Il y avait pourtant dans cet équilibre, matière à satisfaire les deux parties, malgré une hygiène douteuse et quelques puces grouillantes qui, par un fait curieux, négligeaient la peau tendre de Jeanne-Marie, lui préférant celle des autres enfants de la maison. Jeanne-Marie compensait cet environnement misérable par une nature vigoureuse. N’avait-elle pas survécu aux premiers jours de sa vie à une attaque pulmonaire que plus d’un n’aurait pas surmontée ? Il y avait dans la destinée de cet être quelque chose d’inflexible qui la retenait toujours à la dernière minute des extrémités de son existence.

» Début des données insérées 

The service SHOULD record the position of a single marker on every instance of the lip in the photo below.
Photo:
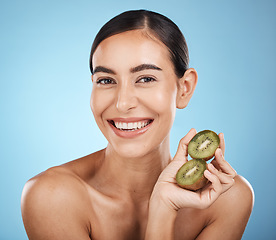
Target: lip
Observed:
(132, 133)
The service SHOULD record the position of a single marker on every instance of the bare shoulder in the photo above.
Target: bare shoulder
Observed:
(239, 198)
(229, 215)
(51, 200)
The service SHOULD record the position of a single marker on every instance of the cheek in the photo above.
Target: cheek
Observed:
(99, 102)
(164, 101)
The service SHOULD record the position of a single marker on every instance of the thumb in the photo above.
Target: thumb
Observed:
(182, 150)
(179, 159)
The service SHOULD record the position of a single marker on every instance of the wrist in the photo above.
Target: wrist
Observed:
(161, 220)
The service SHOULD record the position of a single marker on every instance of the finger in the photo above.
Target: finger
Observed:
(222, 142)
(182, 150)
(211, 192)
(215, 164)
(225, 179)
(223, 164)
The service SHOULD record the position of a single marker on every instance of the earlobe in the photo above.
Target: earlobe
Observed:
(186, 88)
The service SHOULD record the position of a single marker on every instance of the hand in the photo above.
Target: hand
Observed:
(220, 175)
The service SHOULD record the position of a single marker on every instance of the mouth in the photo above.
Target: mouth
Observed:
(130, 126)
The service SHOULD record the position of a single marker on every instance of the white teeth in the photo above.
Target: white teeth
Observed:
(131, 125)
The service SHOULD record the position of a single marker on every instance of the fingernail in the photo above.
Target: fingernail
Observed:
(212, 167)
(208, 173)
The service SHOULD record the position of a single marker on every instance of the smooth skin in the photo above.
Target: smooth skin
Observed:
(128, 190)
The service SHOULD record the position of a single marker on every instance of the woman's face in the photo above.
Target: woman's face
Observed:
(134, 92)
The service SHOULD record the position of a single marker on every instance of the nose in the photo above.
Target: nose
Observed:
(126, 99)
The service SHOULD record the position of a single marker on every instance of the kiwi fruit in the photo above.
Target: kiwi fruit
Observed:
(203, 145)
(191, 175)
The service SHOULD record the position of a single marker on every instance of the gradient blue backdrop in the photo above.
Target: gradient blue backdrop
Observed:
(45, 90)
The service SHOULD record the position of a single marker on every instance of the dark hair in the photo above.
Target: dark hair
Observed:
(158, 25)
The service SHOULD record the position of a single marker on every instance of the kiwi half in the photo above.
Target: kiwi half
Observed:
(190, 176)
(203, 145)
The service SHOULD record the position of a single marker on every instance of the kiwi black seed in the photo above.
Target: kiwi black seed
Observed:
(203, 145)
(190, 176)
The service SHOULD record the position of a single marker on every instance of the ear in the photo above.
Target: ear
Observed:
(186, 87)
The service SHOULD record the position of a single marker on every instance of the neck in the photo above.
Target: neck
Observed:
(134, 176)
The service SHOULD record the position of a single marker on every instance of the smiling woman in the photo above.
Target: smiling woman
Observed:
(140, 74)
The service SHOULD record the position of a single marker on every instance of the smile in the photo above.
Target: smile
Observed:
(130, 128)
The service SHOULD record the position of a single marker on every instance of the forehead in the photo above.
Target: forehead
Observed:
(131, 48)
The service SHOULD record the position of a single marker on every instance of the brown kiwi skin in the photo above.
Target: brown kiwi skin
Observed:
(202, 132)
(200, 183)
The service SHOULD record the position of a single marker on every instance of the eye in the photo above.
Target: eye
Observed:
(146, 80)
(105, 81)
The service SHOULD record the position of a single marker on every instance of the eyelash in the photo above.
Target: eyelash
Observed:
(147, 78)
(104, 80)
(107, 81)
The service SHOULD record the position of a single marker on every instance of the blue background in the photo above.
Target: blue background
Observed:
(45, 90)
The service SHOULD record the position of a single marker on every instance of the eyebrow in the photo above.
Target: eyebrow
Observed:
(144, 67)
(138, 68)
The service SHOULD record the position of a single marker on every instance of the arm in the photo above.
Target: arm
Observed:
(230, 213)
(52, 207)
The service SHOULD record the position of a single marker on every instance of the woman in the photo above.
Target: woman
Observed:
(140, 75)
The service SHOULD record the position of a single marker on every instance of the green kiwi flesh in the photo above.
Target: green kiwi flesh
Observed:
(203, 145)
(191, 175)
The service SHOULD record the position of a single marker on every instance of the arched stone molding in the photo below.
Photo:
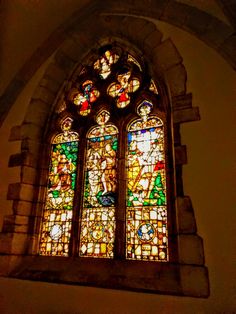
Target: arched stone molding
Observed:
(189, 277)
(210, 30)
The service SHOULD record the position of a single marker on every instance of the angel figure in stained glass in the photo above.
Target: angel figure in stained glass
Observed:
(103, 64)
(121, 90)
(84, 100)
(109, 173)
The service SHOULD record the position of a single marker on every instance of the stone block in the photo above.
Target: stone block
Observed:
(166, 55)
(152, 41)
(23, 159)
(228, 50)
(31, 131)
(194, 281)
(72, 49)
(216, 33)
(186, 219)
(186, 115)
(31, 146)
(44, 94)
(176, 78)
(13, 243)
(182, 102)
(15, 134)
(16, 160)
(28, 175)
(20, 191)
(50, 84)
(197, 21)
(180, 155)
(190, 249)
(56, 73)
(139, 29)
(15, 223)
(8, 263)
(64, 61)
(175, 12)
(22, 207)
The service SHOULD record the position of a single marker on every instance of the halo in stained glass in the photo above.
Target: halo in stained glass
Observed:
(102, 117)
(104, 63)
(133, 60)
(153, 87)
(121, 90)
(144, 109)
(85, 99)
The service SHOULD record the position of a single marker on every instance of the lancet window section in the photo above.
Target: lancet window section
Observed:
(58, 210)
(100, 189)
(146, 215)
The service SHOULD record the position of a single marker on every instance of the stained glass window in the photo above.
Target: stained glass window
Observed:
(86, 98)
(114, 91)
(58, 211)
(98, 214)
(104, 63)
(146, 216)
(121, 90)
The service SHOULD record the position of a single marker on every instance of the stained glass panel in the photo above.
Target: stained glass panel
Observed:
(153, 87)
(121, 90)
(146, 189)
(98, 215)
(133, 60)
(86, 98)
(57, 218)
(103, 64)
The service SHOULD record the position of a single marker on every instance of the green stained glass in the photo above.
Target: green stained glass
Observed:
(100, 187)
(122, 89)
(146, 189)
(57, 218)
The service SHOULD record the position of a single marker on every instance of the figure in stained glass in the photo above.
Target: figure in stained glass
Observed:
(146, 188)
(121, 90)
(86, 98)
(98, 214)
(104, 63)
(153, 87)
(57, 218)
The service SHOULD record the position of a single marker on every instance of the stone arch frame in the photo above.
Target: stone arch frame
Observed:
(186, 277)
(212, 31)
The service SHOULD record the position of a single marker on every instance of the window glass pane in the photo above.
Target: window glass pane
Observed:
(98, 215)
(146, 215)
(58, 211)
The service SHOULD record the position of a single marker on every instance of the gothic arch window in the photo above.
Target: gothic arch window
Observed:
(107, 194)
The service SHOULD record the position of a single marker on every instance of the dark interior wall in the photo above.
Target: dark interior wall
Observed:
(209, 179)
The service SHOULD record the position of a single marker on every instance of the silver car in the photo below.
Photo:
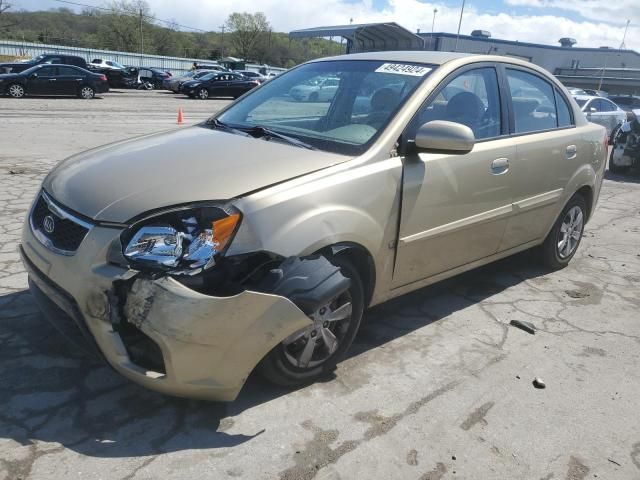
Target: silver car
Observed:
(602, 111)
(284, 221)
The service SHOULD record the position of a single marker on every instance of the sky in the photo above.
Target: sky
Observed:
(593, 23)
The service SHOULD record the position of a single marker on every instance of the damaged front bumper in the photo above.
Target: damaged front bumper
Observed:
(208, 345)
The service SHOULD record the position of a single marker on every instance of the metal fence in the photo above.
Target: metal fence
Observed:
(14, 48)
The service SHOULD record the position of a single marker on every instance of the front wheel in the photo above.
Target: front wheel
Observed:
(16, 90)
(87, 92)
(311, 353)
(203, 94)
(562, 242)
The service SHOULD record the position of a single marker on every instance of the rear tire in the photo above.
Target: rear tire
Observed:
(86, 92)
(202, 94)
(277, 366)
(616, 169)
(564, 238)
(15, 90)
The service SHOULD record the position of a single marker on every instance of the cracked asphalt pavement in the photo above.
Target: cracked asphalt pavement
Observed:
(438, 385)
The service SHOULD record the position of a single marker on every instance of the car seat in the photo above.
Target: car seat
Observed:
(383, 102)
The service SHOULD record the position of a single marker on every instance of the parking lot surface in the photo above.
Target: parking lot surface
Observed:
(437, 385)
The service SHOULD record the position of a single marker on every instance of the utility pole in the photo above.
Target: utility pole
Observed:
(459, 25)
(222, 27)
(433, 24)
(141, 34)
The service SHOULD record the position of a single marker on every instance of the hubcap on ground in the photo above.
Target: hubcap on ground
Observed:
(570, 232)
(313, 345)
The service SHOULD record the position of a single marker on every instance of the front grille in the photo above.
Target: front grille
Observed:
(56, 228)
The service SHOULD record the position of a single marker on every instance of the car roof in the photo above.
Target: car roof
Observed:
(418, 56)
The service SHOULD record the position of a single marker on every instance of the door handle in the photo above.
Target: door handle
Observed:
(499, 166)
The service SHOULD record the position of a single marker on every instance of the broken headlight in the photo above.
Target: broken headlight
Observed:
(183, 241)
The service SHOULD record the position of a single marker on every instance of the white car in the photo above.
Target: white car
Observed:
(100, 63)
(602, 111)
(317, 90)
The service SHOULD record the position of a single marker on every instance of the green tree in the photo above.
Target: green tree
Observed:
(5, 22)
(246, 29)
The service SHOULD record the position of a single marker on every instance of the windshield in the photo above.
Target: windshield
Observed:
(36, 59)
(339, 106)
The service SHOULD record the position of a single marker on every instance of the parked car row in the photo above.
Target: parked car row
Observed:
(216, 84)
(53, 79)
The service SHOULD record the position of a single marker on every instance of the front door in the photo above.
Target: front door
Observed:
(42, 82)
(455, 206)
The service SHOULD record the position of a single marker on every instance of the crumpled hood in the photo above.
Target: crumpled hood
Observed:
(120, 181)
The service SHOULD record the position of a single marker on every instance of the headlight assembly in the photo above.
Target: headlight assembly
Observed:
(183, 241)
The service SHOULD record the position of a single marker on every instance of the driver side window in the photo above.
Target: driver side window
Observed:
(472, 99)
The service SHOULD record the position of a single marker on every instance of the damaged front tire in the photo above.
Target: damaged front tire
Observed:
(312, 353)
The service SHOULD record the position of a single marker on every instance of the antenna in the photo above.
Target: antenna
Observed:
(622, 45)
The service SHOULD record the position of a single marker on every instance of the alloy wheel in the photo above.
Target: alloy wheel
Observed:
(16, 91)
(315, 344)
(570, 232)
(87, 92)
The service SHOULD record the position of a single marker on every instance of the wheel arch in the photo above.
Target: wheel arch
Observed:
(361, 259)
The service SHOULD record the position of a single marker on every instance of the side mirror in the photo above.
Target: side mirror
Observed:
(443, 136)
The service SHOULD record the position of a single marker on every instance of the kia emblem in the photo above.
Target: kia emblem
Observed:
(49, 224)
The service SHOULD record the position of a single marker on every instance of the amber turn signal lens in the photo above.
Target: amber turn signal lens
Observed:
(223, 230)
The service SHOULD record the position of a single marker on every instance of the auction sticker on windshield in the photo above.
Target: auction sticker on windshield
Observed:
(403, 69)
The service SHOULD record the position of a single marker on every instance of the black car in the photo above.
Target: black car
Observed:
(53, 80)
(626, 102)
(50, 58)
(218, 85)
(154, 76)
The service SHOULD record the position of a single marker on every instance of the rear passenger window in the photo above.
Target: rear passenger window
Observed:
(564, 113)
(68, 71)
(533, 101)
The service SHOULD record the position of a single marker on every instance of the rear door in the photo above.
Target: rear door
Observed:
(548, 149)
(455, 206)
(69, 80)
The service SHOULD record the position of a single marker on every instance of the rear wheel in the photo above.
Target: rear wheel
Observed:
(86, 92)
(202, 94)
(613, 168)
(311, 353)
(562, 242)
(16, 90)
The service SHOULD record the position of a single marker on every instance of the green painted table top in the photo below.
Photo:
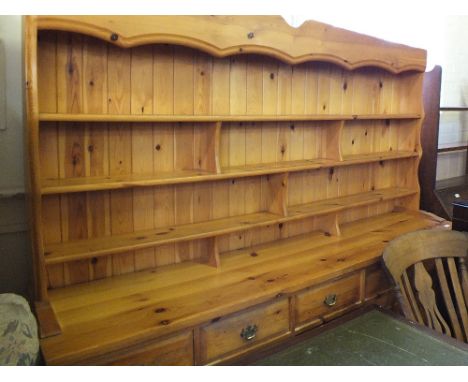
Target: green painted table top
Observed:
(374, 338)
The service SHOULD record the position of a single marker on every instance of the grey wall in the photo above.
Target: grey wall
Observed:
(15, 272)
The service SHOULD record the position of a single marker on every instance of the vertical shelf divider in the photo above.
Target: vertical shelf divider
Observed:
(211, 257)
(277, 189)
(215, 144)
(331, 225)
(333, 141)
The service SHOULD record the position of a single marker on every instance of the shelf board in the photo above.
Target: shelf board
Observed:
(84, 184)
(56, 117)
(95, 247)
(91, 313)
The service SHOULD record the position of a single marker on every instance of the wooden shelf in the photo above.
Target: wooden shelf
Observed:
(95, 247)
(91, 314)
(57, 117)
(59, 186)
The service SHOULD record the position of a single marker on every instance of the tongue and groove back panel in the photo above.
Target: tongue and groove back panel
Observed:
(79, 74)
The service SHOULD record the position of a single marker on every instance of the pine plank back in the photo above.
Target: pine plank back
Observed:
(429, 268)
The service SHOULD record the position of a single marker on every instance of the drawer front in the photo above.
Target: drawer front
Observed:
(174, 351)
(377, 282)
(243, 330)
(323, 301)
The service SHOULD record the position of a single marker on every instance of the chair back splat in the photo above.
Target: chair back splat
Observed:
(430, 272)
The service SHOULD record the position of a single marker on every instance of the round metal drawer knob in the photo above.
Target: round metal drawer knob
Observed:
(249, 332)
(330, 300)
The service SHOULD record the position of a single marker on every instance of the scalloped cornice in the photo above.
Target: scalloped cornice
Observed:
(227, 35)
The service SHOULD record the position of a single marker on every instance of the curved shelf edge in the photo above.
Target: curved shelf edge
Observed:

Elle n’avait pas quatre mois lorsqu’un feu de cheminée se déclara chez la dame Chassain. La femme était partie glaner des châtaignes avec ceux de ces enfants en âge de la seconder. Le feu avait pris par inadvertance ou par négligence peut-être : une escarbille rougeoyante avait communiqué sa vitalité destructrice au paillage fatigué d’une chaise à proximité. Les hommes étaient aux champs, leur femme avec eux, si bien que nul voisin n’avait donné l’alarme. Lorsque la nourrice arriva en vue de sa maison, elle eut beau pousser les hauts cris, jeter ses sabots pour courir plus vite, elle ne put pas sauver grand-chose de sa salle. Les murs et le toit seuls avaient résisté. Quelques seaux du puits eurent finalement raison de l’incendie qui n’avait pas atteint la charpente. Une épaisse fumée avait pourtant noirci les murs.

Une fois le feu stoppé, dans le silence éteint du désastre, Virgine Chassain entendit un cri. Elle reconnut tout de suite celui de la petite Jeanne-Marie. Les autres enfants avaient péri, intoxiqués par les fumées. Mais, par on ne sut quel hasard, ni par quelle force de la destinée, la caisse où se trouvait la miraculée s’était retournée, préservant l’enfant des flammes et des vapeurs toxiques. Après coup, on imagina que le chat en voulant fuir le drame, avait fait basculer le berceau de fortune, protégeant ainsi malgré lui celle qui l’occupait. Pas même les linges qui enveloppaient l’enfant avaient roussi, pas même toussa-t-elle quelques fois après les événements.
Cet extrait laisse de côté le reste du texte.